From Niko’s futile quest for coffee (a thirst that, despite his best intentions, our protagonist constantly fails to quench) to the uncomfortably awkward conversations he finds himself drawn into, Gerster’s Oh Boy! is littered with a myriad of trifling moments of coffee-black comedy. Jim Jarmusch’s early transient films and Manhattan-era Woody Allen efforts are clearly a major influences on this charismatic tale. However, this joviality must inevitably make way for a more serious twist, that whilst initially jarring is a necessary moment of personal revelation and an essential emotional peak within Niko’s otherwise flat-lining narrative arc. But whilst Niko may be the film’s central star, it’s Berlin that’s the clear standout.

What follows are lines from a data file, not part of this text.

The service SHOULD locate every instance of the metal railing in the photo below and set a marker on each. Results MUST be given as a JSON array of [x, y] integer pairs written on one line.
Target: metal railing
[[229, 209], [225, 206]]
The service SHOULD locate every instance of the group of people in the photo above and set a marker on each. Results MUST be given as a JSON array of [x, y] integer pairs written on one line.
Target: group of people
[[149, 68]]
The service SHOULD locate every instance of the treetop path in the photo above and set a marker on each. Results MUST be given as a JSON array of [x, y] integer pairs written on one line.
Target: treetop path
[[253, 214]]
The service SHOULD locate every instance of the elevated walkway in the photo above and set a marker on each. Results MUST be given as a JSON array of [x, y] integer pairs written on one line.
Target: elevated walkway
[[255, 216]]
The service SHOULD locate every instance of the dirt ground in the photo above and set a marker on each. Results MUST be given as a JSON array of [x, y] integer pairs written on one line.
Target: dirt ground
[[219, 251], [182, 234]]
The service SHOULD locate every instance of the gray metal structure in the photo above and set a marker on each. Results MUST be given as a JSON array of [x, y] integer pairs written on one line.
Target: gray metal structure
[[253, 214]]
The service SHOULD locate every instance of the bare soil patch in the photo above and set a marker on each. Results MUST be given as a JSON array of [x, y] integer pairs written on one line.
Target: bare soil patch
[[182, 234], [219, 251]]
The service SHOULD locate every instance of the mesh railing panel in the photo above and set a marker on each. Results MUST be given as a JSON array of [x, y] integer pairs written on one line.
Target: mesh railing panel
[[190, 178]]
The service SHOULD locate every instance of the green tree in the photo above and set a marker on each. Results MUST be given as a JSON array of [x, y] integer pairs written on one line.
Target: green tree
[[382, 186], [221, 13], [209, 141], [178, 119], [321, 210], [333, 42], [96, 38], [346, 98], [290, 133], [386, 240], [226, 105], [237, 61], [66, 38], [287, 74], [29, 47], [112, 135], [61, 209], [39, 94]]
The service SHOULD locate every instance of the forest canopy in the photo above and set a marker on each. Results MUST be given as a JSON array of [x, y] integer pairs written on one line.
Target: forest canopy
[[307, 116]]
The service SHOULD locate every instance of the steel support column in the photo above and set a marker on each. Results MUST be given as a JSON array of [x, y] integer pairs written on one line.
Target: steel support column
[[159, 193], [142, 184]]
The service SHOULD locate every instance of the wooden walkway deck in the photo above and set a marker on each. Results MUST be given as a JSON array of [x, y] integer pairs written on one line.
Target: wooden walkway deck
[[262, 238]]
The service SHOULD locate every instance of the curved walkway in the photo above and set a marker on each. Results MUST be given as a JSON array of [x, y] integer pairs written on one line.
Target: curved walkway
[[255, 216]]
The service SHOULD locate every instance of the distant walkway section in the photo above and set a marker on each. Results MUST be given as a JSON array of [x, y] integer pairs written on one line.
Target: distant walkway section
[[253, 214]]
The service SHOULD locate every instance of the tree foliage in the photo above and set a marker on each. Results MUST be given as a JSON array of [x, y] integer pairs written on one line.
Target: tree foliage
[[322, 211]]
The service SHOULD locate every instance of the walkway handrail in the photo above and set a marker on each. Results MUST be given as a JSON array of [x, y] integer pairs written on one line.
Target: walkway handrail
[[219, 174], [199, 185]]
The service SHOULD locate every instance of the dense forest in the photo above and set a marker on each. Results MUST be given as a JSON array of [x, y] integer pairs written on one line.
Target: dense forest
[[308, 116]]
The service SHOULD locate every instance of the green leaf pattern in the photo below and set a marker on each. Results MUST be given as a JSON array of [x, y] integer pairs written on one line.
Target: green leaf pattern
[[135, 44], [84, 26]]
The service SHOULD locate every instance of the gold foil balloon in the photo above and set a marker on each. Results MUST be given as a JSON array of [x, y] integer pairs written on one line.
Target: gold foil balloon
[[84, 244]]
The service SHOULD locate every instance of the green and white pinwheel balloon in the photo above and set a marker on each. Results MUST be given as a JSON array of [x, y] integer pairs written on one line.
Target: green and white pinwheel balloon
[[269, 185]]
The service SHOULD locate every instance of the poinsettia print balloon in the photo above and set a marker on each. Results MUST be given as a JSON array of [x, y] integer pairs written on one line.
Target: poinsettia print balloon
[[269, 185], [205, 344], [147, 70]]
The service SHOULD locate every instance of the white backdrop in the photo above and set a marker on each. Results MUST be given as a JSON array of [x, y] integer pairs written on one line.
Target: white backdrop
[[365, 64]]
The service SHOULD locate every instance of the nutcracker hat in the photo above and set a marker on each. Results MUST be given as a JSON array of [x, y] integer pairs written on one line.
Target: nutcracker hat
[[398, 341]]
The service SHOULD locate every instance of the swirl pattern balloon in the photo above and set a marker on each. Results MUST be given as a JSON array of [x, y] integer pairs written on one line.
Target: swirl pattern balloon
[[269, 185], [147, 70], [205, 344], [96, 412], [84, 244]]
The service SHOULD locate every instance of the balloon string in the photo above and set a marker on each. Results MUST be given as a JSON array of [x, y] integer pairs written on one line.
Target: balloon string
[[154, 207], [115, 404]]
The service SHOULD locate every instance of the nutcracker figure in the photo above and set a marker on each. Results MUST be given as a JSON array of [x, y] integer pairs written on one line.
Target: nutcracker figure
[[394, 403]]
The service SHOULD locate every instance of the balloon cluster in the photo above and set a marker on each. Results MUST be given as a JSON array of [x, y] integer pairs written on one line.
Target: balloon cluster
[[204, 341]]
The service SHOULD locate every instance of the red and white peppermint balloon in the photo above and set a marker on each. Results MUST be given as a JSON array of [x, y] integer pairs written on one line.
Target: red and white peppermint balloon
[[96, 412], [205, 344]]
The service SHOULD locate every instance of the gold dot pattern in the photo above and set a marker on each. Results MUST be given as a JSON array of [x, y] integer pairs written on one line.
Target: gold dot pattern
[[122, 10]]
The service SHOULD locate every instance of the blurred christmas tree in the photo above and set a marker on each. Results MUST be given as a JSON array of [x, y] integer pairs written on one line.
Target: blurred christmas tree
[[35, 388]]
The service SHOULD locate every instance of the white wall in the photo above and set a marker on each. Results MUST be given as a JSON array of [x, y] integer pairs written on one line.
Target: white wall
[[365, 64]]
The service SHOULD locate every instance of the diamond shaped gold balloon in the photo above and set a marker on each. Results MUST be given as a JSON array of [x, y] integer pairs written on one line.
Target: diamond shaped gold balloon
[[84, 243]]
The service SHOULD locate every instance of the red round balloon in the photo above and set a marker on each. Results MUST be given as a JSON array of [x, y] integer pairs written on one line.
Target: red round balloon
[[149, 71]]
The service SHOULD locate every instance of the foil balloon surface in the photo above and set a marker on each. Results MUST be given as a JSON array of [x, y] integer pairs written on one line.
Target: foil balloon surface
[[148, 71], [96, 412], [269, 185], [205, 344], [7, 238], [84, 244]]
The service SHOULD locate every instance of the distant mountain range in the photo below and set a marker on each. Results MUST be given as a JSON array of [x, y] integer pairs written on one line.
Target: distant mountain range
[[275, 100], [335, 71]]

An intimate love letter to the city, cinematographer Phillip Kirsamer’s monochrome depiction of Berlin feels almost timeless, accentuating the charm of the German capital in a way that the grey concrete veneer of its war-torn architecture often fails to articulate. Sound-tracking this affectionately fashioned billet-doux is a swinging jazz score that infects Oh Boy!with a playful rhythm and contagious vivacity. Behind every joke and wry smile, there often lies a deep-seated sadness and sense of insecurity within all of us, with Gerster using Niko’s inability to adapt to modern life to touch upon the film’s underlying theme of national identity.
Niko’s own disenfranchisement and lack of belonging is used as a metaphor for a city that still visibly bares the scars of a turbulent history of fascism, segregation and communism. Now more accepting of its history and continuing to carve out its own unique identity, Oh Boy! uses humour to encapsulate the continuous evolution of German identity. Intelligent, witty and, most importantly, an awful lot of fun, Oh Boy! is one of the most delightful discoveries of the year thus far.